Are the increasing numbers of coporate logos and politicians at Montreal’s Pride Parade a sign the end is near for the parade?
That’s one of the questions I found myself asking after seeing photos of Sunday’s (Aug. 14) annual event, which featured thousands of participants and, perhaps, hundreds of thousands of spectators lining the boulevard to watch the procession.
I admit I felt a little uncomfortable at first about the many corporate logos in the photos — mostly on T-shirts — but I quickly realized that the companies were showing their support for LGBTQ people and all that support entails, i.e. equal rights.
That’s a good thing, and if the companies win some new customers for it, all the better. They are also running a risk, I figured, of losing right-wing conservative customers, too. Yet, the companies there were undeterred. Bravo for them . . .

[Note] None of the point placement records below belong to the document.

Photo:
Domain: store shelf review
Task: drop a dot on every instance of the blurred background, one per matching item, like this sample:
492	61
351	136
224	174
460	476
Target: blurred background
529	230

As for the politicians, well, it is something of a duty for some of them to be there now, though I am not so cynical as to doubt their sincerity. But if they didn’t show up, people would be asking why.

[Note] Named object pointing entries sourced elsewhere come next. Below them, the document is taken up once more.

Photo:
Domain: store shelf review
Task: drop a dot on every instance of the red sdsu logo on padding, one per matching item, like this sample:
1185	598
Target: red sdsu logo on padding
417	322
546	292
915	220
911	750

It all made me fully realize what it was meant to do, in part: that Canadian LGBTQ people mostly have equal rights and are accepted by most of mainstream society.
Hence, the parade was more of a celebration of LGBTQ diversity and the community’s victories rather than what it used to be about: highlighting the struggle for equal rights and acceptance.

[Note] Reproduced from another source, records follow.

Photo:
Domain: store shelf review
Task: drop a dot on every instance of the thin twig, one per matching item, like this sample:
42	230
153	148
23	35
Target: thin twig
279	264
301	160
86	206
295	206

Au contraire, Pride Parades in many other cities around the world are more about the struggles and less about the celebrations.
But here in Montreal and other major Canadian cities, just how much celebrating do we need to do now that we have won equality and acceptance?
Most LGBTQ people I know have been — or still are — activists at one time or another. Many of my American friends are still fighting the good fight, and lord knows, they have got a long way to go.
But most of my Canadian LGBTQ friends have moved on in life, now that there is little or nothing to fight for. They don’t carry signs proclaiming their sexual orientation or gender identity. They don’t attend Pride Parades.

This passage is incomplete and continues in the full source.